UMBC pre-health students declare various majors. Most of these students naturally are attracted to the sciences and decide to major accordingly, although majoring in the sciences is not required for medical, dental, optometry, or veterinary school. Any major is acceptable for the pre-health areas that fall under The PreMedical and PreDental Advising Office (pre-medical, dental, optometry, podiatry, veterinary). Students should follow their individual passions while aligning their choices with their academic strengths and abilities.

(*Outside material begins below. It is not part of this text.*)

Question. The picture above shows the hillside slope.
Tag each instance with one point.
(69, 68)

About 75% of pre-medical, pre-dental, pre-optometry, and pre-veterinary students are biology majors, followed by 20% biochemistry majors, while the rest typically fall under bioinformatics, chemical engineering, interdisciplinary studies, math, philosophy, psychology and other myriad choices. Maintaining an excellent academic record is crucial, given our accepted students are averaging 3.7 overall GPA’s and 3.7 science GPA’s.
For students who are considering a biological science degree, there are two degree options–the B.A. and the B.S. The B.A. was designed specifically with pre-health students in mind. The B.S. track is more appropriate for students who intend to pursue a research-intensive career after graduation.
The UMBC Career Center offers counseling and resources on the ‘choice of major’ issue. Be sure to check out their, “What Can I Do with My Major” sheets and other resources which help students to explore their options. Follow the career decision making process and seek out valuable resources along your major-choice and career-decision journey.
Try to align your choice of major with the economic forecasts of future workforce opportunities by using tools such as the career-related research conducted by Indeed.com on the best college majors for jobs of the future.
Besides the choice of major, another issue which is often on the minds of prospective undergraduates/high school students is acceptance rates. The national acceptance rate for medical school is typically between 42-44%. Last year, UMBC’s medical school acceptance rate was 54%.